Teori pragmatisme (the pragmatic theory of truth) menganggap suatu pernyataan, teori
atau dalil itu memliki kebenaran bila memiliki kegunaan dan manfaat bagi kehidupan manusia
(Musrida, 2010). Salah satu contoh teori ini dalam matematika adalah pada trigonometri
pengukuran sudut berguna untuk menentukan arah, kemiringan bidang atau mendesain dan
membuat suatu bangun ruang. Kaum pragmatis menggunakan kriteria kebenarannya dengan
kegunaan (utility), dapat dikerjakan (workability) dan akibat yang memuaskan (satisfactor
consequence). Oleh karena itu, tidak ada kebenaran yang mutlak/ tetap, kebenarannya

tergantung pada manfaat dan akibatnya. Akibat/ hasil yang memuaskan bagi kaum pragmatis
adalah :
1. Sesuai dengan keinginan dan tujuan
2. Sesuai dengan teruji dengan suatu eksperimen
3. Ikut membantu dan mendorong perjuangan untuk tetap eksis (ada)

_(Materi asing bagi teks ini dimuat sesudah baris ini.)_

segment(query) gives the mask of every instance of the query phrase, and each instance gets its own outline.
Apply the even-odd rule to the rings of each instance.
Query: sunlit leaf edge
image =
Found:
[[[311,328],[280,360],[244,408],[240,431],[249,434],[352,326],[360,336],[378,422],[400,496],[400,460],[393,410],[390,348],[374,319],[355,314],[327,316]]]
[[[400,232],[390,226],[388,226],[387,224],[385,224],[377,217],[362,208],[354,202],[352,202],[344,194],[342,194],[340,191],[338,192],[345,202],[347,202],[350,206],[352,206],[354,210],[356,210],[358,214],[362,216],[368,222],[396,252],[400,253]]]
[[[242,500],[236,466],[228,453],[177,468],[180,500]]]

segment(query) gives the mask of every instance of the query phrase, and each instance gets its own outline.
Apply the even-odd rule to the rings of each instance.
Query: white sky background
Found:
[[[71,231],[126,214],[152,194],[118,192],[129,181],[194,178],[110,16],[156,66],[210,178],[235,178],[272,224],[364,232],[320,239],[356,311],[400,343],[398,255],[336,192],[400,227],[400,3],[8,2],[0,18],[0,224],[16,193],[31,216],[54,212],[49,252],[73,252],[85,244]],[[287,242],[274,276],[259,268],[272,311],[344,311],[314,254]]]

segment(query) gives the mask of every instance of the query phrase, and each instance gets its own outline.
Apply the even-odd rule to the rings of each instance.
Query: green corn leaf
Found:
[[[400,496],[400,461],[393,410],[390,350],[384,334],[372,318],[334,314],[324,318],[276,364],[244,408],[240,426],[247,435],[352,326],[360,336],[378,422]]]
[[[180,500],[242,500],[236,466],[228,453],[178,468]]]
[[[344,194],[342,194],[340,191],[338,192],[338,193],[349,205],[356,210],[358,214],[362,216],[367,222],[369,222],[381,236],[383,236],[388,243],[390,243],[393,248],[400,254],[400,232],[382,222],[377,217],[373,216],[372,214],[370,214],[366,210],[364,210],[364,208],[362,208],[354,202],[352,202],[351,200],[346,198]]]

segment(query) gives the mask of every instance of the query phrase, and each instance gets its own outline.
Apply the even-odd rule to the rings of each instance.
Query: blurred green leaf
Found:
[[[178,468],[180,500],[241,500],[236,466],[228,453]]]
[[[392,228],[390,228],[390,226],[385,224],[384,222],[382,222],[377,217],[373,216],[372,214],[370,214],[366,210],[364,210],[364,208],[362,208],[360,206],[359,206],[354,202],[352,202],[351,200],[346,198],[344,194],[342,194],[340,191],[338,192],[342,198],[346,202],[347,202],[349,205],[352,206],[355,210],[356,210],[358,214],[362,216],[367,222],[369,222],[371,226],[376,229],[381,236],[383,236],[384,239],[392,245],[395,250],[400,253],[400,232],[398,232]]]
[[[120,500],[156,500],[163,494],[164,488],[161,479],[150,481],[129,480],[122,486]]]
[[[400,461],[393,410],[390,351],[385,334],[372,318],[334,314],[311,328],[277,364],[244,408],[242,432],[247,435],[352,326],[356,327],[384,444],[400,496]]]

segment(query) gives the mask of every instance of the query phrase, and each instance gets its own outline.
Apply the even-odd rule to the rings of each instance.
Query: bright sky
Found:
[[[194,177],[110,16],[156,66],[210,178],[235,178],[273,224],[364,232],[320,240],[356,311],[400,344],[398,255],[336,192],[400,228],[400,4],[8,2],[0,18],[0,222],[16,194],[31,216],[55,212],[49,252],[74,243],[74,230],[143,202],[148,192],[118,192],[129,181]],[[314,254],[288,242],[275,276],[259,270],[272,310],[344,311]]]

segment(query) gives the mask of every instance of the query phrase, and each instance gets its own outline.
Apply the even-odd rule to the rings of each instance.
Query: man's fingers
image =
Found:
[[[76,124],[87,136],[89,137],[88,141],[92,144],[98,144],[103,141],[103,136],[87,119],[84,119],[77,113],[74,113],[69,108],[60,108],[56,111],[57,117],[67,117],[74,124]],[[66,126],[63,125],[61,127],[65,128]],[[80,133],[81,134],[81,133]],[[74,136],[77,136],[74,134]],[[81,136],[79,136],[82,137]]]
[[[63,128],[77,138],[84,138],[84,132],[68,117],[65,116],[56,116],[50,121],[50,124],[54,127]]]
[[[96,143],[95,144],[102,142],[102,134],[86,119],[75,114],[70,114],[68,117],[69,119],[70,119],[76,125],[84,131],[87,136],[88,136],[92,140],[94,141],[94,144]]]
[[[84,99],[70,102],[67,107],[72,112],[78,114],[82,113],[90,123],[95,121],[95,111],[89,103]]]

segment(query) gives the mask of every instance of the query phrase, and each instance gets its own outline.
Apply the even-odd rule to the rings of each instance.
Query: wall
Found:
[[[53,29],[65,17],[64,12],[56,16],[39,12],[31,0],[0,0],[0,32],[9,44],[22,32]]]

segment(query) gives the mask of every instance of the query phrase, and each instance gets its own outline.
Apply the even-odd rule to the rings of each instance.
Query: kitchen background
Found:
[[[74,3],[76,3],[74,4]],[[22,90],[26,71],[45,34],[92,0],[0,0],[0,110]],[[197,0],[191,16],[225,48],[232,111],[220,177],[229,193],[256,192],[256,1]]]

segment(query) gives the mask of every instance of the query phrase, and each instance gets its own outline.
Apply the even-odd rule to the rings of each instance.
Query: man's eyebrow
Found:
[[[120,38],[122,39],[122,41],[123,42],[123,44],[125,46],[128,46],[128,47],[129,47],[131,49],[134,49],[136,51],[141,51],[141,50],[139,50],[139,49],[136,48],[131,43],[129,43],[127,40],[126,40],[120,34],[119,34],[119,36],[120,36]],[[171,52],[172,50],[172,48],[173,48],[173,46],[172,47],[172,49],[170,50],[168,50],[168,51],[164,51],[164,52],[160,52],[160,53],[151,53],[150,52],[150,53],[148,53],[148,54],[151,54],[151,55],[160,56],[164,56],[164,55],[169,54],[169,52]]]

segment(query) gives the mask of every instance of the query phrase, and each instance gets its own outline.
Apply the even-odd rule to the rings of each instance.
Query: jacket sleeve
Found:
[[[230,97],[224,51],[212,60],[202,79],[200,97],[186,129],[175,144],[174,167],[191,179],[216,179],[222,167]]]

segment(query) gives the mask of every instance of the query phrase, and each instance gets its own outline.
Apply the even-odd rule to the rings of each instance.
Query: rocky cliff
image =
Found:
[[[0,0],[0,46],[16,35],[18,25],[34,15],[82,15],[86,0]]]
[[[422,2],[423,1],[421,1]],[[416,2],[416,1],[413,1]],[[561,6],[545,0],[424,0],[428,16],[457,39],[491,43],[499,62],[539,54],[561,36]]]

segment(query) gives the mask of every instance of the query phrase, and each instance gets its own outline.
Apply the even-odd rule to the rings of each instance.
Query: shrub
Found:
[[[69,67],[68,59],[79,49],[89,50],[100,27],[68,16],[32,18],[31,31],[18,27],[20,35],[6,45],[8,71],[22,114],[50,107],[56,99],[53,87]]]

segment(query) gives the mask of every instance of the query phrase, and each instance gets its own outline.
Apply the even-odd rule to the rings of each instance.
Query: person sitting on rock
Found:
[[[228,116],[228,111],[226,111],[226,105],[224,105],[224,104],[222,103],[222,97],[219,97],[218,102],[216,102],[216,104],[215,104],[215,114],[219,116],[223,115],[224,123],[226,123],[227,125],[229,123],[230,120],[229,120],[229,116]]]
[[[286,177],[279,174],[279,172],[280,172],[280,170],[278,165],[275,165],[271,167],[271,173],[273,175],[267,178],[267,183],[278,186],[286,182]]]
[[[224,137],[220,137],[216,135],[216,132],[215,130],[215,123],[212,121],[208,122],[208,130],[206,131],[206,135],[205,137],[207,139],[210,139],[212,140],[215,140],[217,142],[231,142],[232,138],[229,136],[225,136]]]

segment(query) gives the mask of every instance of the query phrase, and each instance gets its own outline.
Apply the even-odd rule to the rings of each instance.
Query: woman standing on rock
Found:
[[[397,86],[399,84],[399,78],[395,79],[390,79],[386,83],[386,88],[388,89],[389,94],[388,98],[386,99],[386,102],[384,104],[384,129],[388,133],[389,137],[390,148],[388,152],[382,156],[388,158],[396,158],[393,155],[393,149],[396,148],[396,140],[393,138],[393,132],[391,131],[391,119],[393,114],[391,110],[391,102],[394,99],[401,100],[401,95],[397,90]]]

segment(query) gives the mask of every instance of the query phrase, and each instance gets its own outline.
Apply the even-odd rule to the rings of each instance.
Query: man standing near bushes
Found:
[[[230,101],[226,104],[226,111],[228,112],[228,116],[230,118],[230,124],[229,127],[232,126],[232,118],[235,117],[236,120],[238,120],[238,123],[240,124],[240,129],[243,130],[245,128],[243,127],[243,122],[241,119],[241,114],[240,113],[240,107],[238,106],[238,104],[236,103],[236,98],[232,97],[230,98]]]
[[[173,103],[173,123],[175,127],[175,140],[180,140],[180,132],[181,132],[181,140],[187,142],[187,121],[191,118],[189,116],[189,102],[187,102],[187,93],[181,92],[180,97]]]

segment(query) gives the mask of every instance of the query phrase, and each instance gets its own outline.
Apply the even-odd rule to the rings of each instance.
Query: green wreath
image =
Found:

Teori ini merupakan sumbangan paling nyata dari pada filsuf Amerika tokohnya adalah
Charles S. Pierce (1914-1939) dan diikuti oleh Wiliam James dan John Dewey (1852-1859).
Wiliam James misalnya menekankan bahwa suatu ide itu benar terletak pada
konsekuensi, pada hasil tindakan yang dilakukan. Bagi Dewey konsekuensi tidaklah terletak di
dalam ide itu sendiri, malainkan dalam hubungan ide dengan konsekuensinya setelah dilakukan.
Teory Dewey bukanlah mengerti obyek secara langsung (teori korepondensi) atau cara tak
langsung melalui kesan-kesan dari pada realita (teori konsistensi). Melainkan mengerti segala
sesuatu melalui praktek di dalam problem solving.